This is a great recipe from Cooking Light for scallops over a spinach salad.
I have to confess that I usually don't mess around with "fancy" salads that
take several steps. Typically I like my salad to be the quick part of the meal.
Since this salad is the meal and because I like scallops I was willing to
let go of my usual rules and try this recipe.

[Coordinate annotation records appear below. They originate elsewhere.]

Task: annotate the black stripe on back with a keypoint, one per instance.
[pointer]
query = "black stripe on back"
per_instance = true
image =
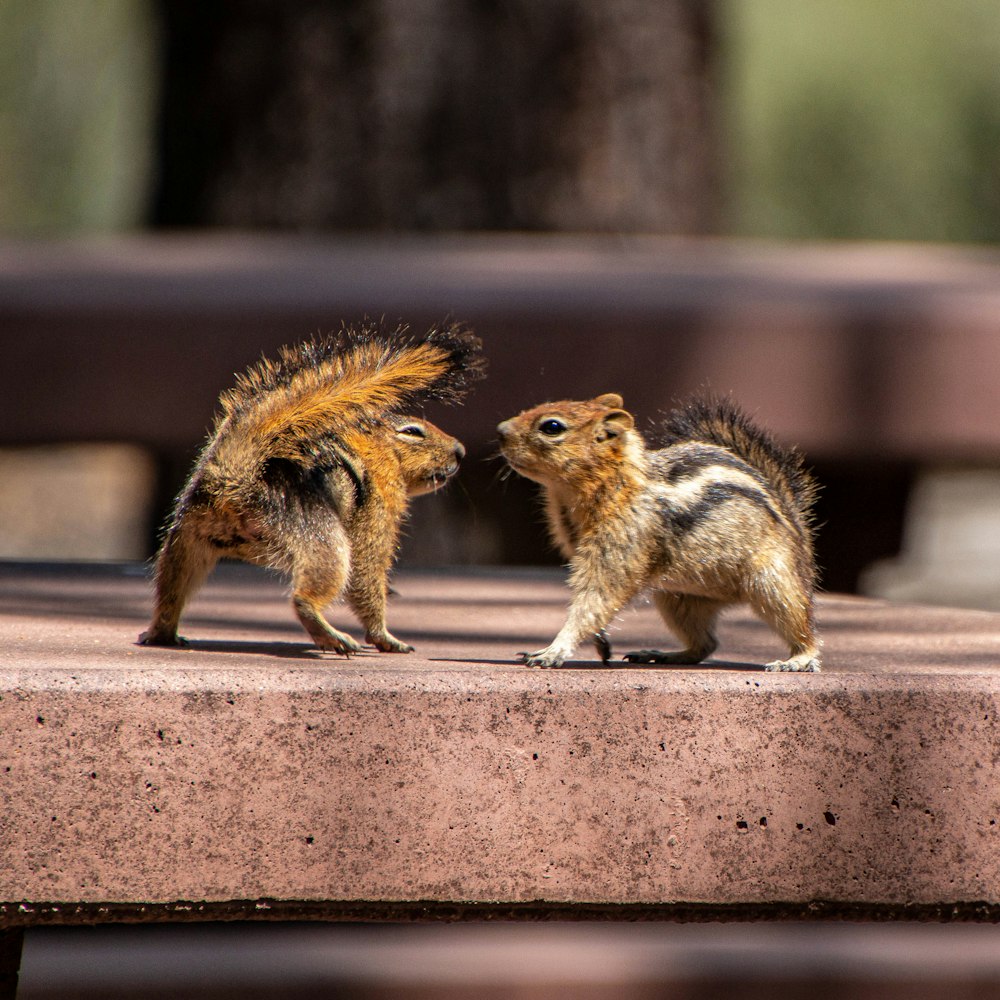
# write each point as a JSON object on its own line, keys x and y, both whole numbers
{"x": 687, "y": 519}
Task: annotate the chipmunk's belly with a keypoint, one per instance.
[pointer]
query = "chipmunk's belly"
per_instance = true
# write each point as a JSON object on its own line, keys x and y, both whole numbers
{"x": 688, "y": 583}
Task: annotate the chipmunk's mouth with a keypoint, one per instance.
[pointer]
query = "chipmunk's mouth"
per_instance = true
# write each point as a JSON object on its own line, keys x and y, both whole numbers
{"x": 433, "y": 481}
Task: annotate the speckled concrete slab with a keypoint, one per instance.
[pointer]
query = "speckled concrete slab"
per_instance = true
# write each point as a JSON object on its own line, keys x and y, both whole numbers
{"x": 245, "y": 767}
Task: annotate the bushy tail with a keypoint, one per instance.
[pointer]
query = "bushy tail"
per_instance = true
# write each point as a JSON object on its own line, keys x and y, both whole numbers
{"x": 720, "y": 422}
{"x": 336, "y": 385}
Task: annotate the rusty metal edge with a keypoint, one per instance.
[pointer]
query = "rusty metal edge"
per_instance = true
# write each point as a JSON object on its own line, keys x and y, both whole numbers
{"x": 15, "y": 915}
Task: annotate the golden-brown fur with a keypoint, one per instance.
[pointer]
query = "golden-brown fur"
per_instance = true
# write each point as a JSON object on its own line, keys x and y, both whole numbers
{"x": 719, "y": 516}
{"x": 309, "y": 470}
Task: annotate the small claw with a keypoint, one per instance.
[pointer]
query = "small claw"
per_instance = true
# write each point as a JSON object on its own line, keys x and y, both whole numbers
{"x": 603, "y": 644}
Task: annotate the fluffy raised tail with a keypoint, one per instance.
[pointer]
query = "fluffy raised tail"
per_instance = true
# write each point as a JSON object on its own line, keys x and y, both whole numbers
{"x": 333, "y": 385}
{"x": 721, "y": 422}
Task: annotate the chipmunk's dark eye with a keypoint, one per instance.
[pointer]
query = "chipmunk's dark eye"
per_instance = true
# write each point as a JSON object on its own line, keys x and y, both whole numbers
{"x": 552, "y": 427}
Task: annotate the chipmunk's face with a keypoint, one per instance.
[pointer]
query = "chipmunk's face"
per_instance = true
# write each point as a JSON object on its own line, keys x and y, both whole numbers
{"x": 427, "y": 456}
{"x": 552, "y": 442}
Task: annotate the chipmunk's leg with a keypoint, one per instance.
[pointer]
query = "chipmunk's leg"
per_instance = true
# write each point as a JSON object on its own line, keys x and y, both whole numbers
{"x": 787, "y": 607}
{"x": 369, "y": 586}
{"x": 185, "y": 560}
{"x": 594, "y": 604}
{"x": 692, "y": 620}
{"x": 320, "y": 568}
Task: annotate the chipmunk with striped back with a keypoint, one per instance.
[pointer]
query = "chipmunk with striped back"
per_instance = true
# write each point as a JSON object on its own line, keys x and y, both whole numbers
{"x": 720, "y": 515}
{"x": 309, "y": 470}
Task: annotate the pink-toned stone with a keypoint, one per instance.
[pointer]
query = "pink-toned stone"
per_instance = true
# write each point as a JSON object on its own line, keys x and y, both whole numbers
{"x": 246, "y": 767}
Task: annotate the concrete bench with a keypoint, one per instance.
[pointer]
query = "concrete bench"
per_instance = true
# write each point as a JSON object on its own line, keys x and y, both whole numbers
{"x": 247, "y": 778}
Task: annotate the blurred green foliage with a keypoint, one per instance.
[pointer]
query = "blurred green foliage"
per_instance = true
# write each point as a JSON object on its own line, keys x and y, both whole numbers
{"x": 76, "y": 114}
{"x": 856, "y": 119}
{"x": 862, "y": 118}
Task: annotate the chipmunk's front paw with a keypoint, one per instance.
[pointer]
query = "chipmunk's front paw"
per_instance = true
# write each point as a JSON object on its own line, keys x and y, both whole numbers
{"x": 803, "y": 664}
{"x": 542, "y": 658}
{"x": 153, "y": 638}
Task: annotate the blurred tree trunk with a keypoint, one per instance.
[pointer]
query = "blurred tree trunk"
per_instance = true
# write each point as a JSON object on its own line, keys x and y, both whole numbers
{"x": 438, "y": 114}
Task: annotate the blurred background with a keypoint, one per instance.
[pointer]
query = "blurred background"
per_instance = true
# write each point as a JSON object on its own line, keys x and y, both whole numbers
{"x": 792, "y": 201}
{"x": 795, "y": 203}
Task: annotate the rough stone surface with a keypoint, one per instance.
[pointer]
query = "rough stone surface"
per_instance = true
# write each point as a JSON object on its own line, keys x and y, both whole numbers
{"x": 245, "y": 767}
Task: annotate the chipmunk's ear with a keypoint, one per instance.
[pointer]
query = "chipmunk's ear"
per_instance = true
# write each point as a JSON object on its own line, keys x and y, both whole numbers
{"x": 615, "y": 423}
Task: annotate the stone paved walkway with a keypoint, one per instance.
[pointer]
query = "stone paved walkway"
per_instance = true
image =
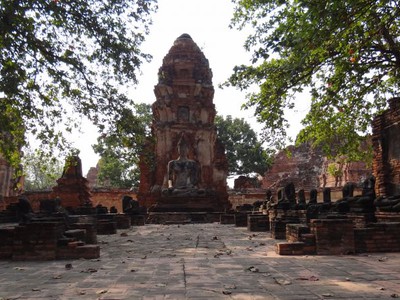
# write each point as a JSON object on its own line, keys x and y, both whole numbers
{"x": 201, "y": 261}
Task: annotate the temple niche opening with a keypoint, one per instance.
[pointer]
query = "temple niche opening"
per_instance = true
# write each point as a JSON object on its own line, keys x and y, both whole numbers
{"x": 184, "y": 168}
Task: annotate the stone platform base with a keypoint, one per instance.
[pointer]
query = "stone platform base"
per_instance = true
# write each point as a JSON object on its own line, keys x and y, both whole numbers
{"x": 182, "y": 217}
{"x": 201, "y": 204}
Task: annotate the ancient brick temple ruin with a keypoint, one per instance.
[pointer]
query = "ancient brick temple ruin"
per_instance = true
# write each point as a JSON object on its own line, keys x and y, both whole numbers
{"x": 386, "y": 144}
{"x": 183, "y": 120}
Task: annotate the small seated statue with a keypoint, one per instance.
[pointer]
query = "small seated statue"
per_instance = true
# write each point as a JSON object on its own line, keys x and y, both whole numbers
{"x": 183, "y": 173}
{"x": 24, "y": 210}
{"x": 286, "y": 197}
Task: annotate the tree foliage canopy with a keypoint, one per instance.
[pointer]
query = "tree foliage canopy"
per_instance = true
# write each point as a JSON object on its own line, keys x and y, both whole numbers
{"x": 119, "y": 148}
{"x": 346, "y": 53}
{"x": 66, "y": 58}
{"x": 244, "y": 152}
{"x": 41, "y": 172}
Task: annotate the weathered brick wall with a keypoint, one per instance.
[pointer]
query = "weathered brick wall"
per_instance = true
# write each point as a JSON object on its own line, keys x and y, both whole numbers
{"x": 106, "y": 197}
{"x": 307, "y": 168}
{"x": 386, "y": 145}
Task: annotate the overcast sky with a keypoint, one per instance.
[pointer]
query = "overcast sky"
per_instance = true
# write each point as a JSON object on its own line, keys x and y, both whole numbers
{"x": 207, "y": 22}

Seared Scallops over Bacon and Spinach Salad with Cider Vinaigrette
from Cooking Light
1 cup apple cider
2 teaspoons sugar (I used honey instead of the sugar)
4 slices center-cut bacon
1/4 cup chopped shallots
1 tablespoon cider vinegar
3/4 teaspoon salt, divided
1/4 teaspoon freshly ground black pepper
1 1/2 cups thinly sliced Granny Smith apple
1/3 cup thinly sliced red onion
1 (6-ounce) package fresh baby spinach
1/4 teaspoon curry powder
1/8 teaspoon ground red pepper
10-12 sea scallops (about 1lb) (adapted for us - 2 people)
2 teaspoons olive oil
1. Combine cider and sugar in a small saucepan over medium-high heat. Bring to a boil; cook until reduced to 1/4 cup (about 9 minutes). Remove from heat.
2. Cook bacon in a small nonstick skillet over medium-high heat until crisp. Remove bacon from pan, reserving 1 teaspoon drippings in pan; set bacon aside. Add chopped shallots to drippings in pan; sauté 1 minute. Remove pan from heat; stir in cider mixture, cider vinegar, 1/4 teaspoon salt, and black pepper.
3. Crumble reserved bacon. Combine bacon, Granny Smith apple, onion, and spinach in a large bowl.
4. Combine remaining 1/2 teaspoon salt, curry powder, and red pepper in a small bowl. Sprinkle salt mixture evenly over both sides of scallops. Heat oil in a large nonstick skillet over medium-high heat. Add scallops to pan; cook 3 minutes on each side or until done.
5. Drizzle cider mixture over spinach mixture; toss gently to coat. Place about 2 1/2 cups salad mixture on each of 4 plates; top each serving with 5 scallops.
This is a wonderful dish. I definately see myself making this again as a light summer meal.